Mars 1989, à Marseille, Gabriel Domenech (1920-1990), membre du Front national, obtient 13,5 % des voix aux élections municipales. Quelques semaines plus tard, en juin, son parti frôle les 12 % aux élections européennes. Invité à créer un spectacle dans la cité phocéenne en juillet 1990, l’auteur de théâtre Armand Gatti (1924-2017) a pris acte. Pas question de faire l’autruche devant la montée du Front national.
Gatti n’est pas un militant, mais un dramaturge qui manie le verbe avec une aisance éblouissante. Ses armes, ce sont ses mots. Il les range en ordre de bataille et fait jouer par des comédiens stagiaires Le Cinécadre de l’esplanade Loreto reconstitué à Marseille pour la grande parade des pays de l’Est. Ce titre à rallonge est truffé d’allusions historico-politiques. Loreto renvoie à la place milanaise où les corps de Mussolini, sa femme et deux fidèles furent exposés à la foule après leur exécution en avril 1945.
Jean-Jacques Hocquard, collaborateur de Gatti pendant cinquante ans, poursuit l’explication : « Il faut se souvenir qu’avant de fonder, en 1921, le Parti national fasciste Mussolini a été syndicaliste et membre du Parti socialiste italien. Ne pas oublier non plus qu’entre 1988 et 1990 la chute des régimes communistes venait de mener les pays de l’Est vers la droite. Ce sont ces bascules individuelles et collectives qu’interrogeait la pièce. » D’une formule concise, Stéphane Gatti, fils de l’écrivain, résume l’ambition paternelle : « Il a dressé à Marseille un inventaire des fascismes. »
Jeune résistant
Que ferait aujourd’hui Dante Sauveur Gatti (dit « Armand ») devant un Rassemblement national aux portes du pouvoir ? « La même chose ! », répond Stéphane Gatti. Et peut-être bien que le poète, dramaturge, scénariste, metteur en scène et réalisateur saurait par quel geste artistique, quelle forme théâtrale, appréhender la séquence que traverse la France depuis le 9 juin.

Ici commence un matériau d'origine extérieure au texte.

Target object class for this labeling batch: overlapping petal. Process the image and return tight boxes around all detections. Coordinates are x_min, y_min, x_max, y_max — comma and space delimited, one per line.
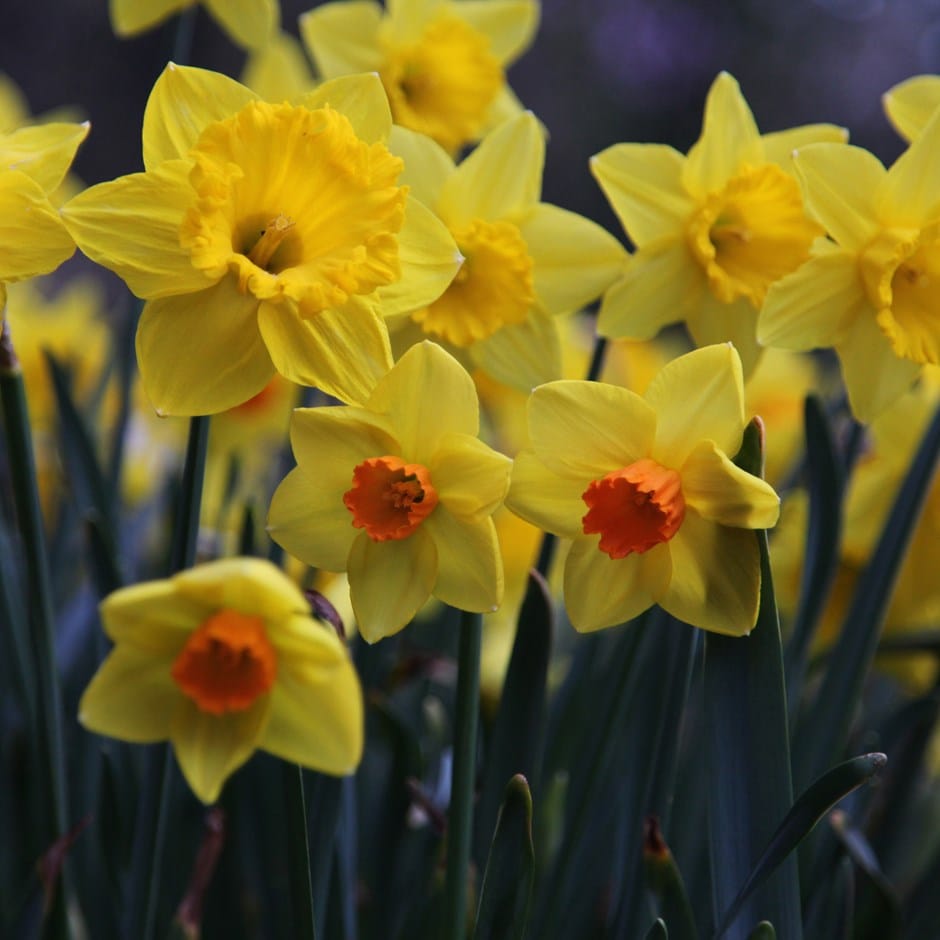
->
759, 123, 848, 168
205, 0, 278, 50
883, 74, 940, 142
426, 508, 503, 611
429, 433, 512, 518
470, 306, 562, 389
457, 0, 540, 62
0, 121, 89, 193
99, 582, 208, 651
877, 108, 940, 225
506, 450, 588, 539
685, 294, 762, 379
299, 1, 385, 77
297, 73, 393, 145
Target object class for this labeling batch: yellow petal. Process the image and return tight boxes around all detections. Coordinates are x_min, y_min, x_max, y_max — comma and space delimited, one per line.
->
683, 72, 762, 198
590, 144, 693, 247
241, 31, 314, 102
426, 508, 503, 611
142, 63, 257, 171
297, 73, 393, 144
348, 528, 438, 642
299, 1, 384, 77
563, 537, 667, 632
99, 581, 206, 652
367, 340, 479, 460
597, 241, 702, 340
62, 160, 210, 299
527, 380, 656, 478
375, 195, 462, 316
438, 112, 542, 227
0, 172, 75, 281
685, 293, 762, 378
257, 297, 392, 406
883, 74, 940, 142
138, 279, 274, 416
759, 243, 866, 348
644, 344, 745, 468
516, 203, 626, 314
0, 121, 89, 194
429, 432, 512, 518
658, 512, 759, 636
680, 440, 780, 528
457, 0, 539, 62
171, 697, 269, 804
110, 0, 186, 36
79, 645, 178, 742
205, 0, 278, 49
388, 124, 454, 208
291, 404, 399, 469
878, 108, 940, 226
505, 450, 588, 539
793, 143, 883, 250
759, 123, 848, 168
470, 306, 562, 390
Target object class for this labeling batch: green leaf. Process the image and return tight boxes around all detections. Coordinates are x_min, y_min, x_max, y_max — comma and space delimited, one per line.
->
645, 918, 669, 939
747, 923, 776, 940
474, 775, 535, 940
642, 817, 698, 940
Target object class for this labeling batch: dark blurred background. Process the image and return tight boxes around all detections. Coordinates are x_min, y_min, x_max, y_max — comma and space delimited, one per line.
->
3, 0, 940, 237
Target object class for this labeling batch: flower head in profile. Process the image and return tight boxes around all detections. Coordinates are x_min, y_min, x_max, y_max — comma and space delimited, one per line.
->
591, 71, 845, 376
300, 0, 539, 154
267, 341, 512, 642
506, 344, 780, 635
79, 558, 363, 804
387, 113, 626, 389
759, 110, 940, 421
63, 65, 461, 416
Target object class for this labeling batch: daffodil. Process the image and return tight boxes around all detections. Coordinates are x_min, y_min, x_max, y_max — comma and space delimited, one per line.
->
387, 114, 626, 389
591, 71, 845, 376
63, 65, 460, 415
300, 0, 539, 154
758, 110, 940, 421
267, 341, 512, 642
79, 557, 364, 804
242, 31, 316, 101
109, 0, 278, 50
506, 344, 780, 635
883, 74, 940, 142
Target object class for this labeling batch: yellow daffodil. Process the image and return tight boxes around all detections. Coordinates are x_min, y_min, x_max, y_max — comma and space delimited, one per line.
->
506, 344, 780, 635
300, 0, 539, 154
267, 341, 512, 642
242, 31, 316, 102
591, 72, 845, 376
758, 112, 940, 421
109, 0, 278, 50
80, 557, 364, 804
387, 114, 626, 389
883, 74, 940, 142
63, 65, 460, 416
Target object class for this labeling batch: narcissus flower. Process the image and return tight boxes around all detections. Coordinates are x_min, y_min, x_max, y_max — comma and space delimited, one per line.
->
300, 0, 539, 154
759, 111, 940, 421
79, 557, 364, 804
591, 71, 844, 375
883, 74, 940, 142
506, 344, 780, 634
267, 341, 512, 642
62, 65, 460, 415
109, 0, 278, 50
387, 114, 626, 389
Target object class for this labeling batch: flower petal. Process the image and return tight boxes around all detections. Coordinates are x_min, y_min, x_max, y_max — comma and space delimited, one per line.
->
0, 121, 89, 193
348, 528, 438, 642
681, 439, 780, 528
759, 123, 848, 168
429, 432, 512, 518
505, 449, 588, 539
388, 124, 454, 208
470, 305, 562, 390
110, 0, 185, 36
299, 1, 385, 78
685, 293, 762, 378
426, 507, 503, 611
878, 107, 940, 225
883, 74, 940, 143
205, 0, 278, 49
457, 0, 540, 62
297, 73, 392, 144
99, 581, 207, 652
138, 278, 274, 416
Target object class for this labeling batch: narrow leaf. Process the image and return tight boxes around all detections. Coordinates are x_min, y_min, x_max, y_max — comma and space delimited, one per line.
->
645, 918, 669, 939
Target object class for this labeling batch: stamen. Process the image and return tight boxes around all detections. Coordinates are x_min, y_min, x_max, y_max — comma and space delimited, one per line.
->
247, 214, 295, 270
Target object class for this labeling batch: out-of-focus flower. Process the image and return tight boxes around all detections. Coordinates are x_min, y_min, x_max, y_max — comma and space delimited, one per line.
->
591, 71, 844, 376
80, 557, 363, 804
268, 341, 512, 642
759, 111, 940, 422
109, 0, 278, 50
388, 114, 625, 390
883, 74, 940, 142
506, 344, 780, 634
300, 0, 539, 154
63, 65, 460, 415
241, 31, 316, 101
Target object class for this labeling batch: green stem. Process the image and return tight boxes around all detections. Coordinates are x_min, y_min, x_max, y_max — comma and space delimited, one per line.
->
284, 765, 318, 940
443, 609, 483, 940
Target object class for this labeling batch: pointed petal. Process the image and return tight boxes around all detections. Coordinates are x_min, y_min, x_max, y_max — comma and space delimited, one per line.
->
99, 581, 206, 652
685, 293, 762, 378
760, 123, 848, 168
457, 0, 539, 62
142, 64, 258, 171
348, 529, 437, 642
137, 278, 274, 416
241, 31, 314, 102
681, 439, 780, 527
429, 432, 511, 518
290, 404, 398, 469
0, 121, 89, 193
297, 73, 392, 144
563, 537, 667, 632
0, 172, 74, 281
590, 143, 693, 247
299, 1, 384, 77
879, 108, 940, 225
527, 380, 656, 477
388, 124, 454, 208
110, 0, 185, 35
883, 74, 940, 142
171, 697, 269, 804
62, 160, 210, 299
79, 646, 178, 742
644, 344, 745, 467
426, 508, 503, 611
516, 203, 626, 314
258, 297, 392, 405
205, 0, 278, 49
506, 449, 588, 539
471, 306, 562, 390
658, 512, 760, 636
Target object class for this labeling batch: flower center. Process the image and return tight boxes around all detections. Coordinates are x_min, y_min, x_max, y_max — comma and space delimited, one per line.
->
379, 14, 502, 153
581, 458, 685, 559
180, 100, 407, 318
859, 225, 940, 365
411, 218, 535, 347
343, 455, 439, 541
687, 162, 822, 306
171, 609, 278, 715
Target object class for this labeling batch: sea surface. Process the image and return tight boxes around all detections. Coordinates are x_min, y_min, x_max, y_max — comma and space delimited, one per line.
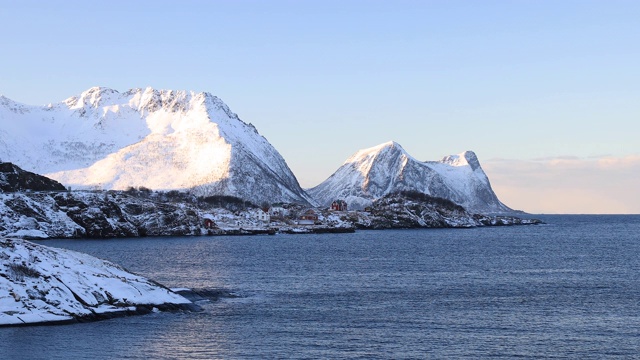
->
2, 215, 640, 359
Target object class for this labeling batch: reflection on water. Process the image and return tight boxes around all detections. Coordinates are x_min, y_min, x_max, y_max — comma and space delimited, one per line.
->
2, 215, 640, 359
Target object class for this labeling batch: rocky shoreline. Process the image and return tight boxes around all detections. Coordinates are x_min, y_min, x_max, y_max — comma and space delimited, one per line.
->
1, 162, 542, 240
0, 190, 541, 240
1, 302, 200, 328
0, 238, 199, 327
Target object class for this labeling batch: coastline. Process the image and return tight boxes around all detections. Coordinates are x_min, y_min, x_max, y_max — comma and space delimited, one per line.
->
1, 190, 542, 241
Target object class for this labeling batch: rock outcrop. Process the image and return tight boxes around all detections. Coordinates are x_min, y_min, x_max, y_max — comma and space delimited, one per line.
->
0, 238, 195, 327
0, 162, 65, 192
353, 191, 540, 229
0, 191, 203, 239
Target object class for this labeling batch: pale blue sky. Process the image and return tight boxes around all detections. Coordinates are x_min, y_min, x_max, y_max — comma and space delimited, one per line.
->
1, 1, 639, 212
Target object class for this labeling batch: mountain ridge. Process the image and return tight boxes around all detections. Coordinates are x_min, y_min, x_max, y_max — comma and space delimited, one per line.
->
1, 87, 514, 212
307, 141, 512, 213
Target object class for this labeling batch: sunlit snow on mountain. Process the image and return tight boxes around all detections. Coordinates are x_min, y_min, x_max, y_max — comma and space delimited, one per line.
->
0, 87, 312, 205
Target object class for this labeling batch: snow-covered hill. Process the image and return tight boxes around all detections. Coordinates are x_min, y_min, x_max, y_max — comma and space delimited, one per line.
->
307, 141, 512, 213
0, 87, 311, 205
0, 237, 193, 326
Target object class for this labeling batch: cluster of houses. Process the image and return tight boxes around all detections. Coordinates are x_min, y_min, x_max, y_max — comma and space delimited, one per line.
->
202, 199, 350, 228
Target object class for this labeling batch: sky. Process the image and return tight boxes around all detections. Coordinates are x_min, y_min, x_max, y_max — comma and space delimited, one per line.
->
1, 0, 639, 214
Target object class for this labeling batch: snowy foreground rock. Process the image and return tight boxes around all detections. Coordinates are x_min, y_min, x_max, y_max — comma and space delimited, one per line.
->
0, 238, 194, 327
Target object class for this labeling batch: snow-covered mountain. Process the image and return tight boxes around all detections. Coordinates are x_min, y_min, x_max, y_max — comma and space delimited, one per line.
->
0, 87, 312, 205
307, 141, 512, 213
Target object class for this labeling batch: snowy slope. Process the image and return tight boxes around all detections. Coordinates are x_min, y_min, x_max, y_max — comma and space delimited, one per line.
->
0, 87, 311, 205
307, 141, 512, 213
0, 238, 192, 326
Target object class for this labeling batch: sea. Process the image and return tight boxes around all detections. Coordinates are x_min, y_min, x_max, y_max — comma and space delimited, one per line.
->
2, 215, 640, 359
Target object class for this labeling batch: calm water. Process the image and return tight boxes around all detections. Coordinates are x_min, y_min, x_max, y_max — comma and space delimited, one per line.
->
2, 215, 640, 359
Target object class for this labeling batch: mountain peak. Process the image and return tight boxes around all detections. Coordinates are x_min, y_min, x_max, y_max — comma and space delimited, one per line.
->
440, 150, 481, 171
58, 87, 240, 120
377, 140, 405, 151
0, 94, 13, 106
346, 141, 411, 164
64, 86, 121, 109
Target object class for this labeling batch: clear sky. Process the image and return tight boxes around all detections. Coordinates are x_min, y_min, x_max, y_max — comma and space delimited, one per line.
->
1, 0, 639, 213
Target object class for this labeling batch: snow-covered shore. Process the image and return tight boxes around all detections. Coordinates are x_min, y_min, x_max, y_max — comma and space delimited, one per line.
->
0, 189, 540, 240
0, 238, 195, 327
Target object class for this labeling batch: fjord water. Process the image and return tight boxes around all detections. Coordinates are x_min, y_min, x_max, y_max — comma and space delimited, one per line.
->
3, 215, 640, 359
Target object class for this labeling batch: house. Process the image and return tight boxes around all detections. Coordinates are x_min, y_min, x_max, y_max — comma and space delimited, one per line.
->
269, 206, 287, 219
203, 215, 217, 229
254, 209, 270, 223
298, 209, 318, 225
331, 199, 348, 211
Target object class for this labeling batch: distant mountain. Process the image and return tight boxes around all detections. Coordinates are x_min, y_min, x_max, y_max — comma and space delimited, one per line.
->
307, 141, 512, 213
0, 162, 65, 192
0, 87, 312, 205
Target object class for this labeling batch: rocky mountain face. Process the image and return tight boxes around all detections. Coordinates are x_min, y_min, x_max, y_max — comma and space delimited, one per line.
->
0, 87, 311, 205
308, 141, 512, 213
0, 162, 66, 192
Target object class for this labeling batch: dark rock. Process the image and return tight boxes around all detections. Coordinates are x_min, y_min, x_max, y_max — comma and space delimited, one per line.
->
0, 163, 66, 192
355, 191, 541, 229
2, 191, 203, 239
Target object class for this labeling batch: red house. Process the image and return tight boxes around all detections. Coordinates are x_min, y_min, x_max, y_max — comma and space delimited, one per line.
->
331, 200, 348, 211
204, 218, 216, 229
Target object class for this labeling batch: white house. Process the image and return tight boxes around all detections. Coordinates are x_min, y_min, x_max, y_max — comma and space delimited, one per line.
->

Né d’un père anarchiste, cet homme au verbe haut, si imaginatif qu’il confinait parfois au délire, entre dans la Résistance française dès 1942. Il est arrêté, condamné à mort, gracié en raison de son jeune âge. En juillet 2011, une enquête du Monde révèle qu’il n’a jamais été (contrairement à ses dires) déporté au camp allemand de Neuengamme. Il en conviendra. Cet épisode malheureux ne doit pas faire oublier la suite de son engagement, de bout en bout exemplaire, contre le nazisme (qu’il avait, rappelle Jean-Jacques Hocquard, rebaptisé le « full fascisme »). Après s’être évadé du camp de travail où il était emprisonné, le maquisard rejoint les Forces françaises libres à Londres en 1944 et devient parachutiste dans l’armée de l’air. A la Libération, on le décore.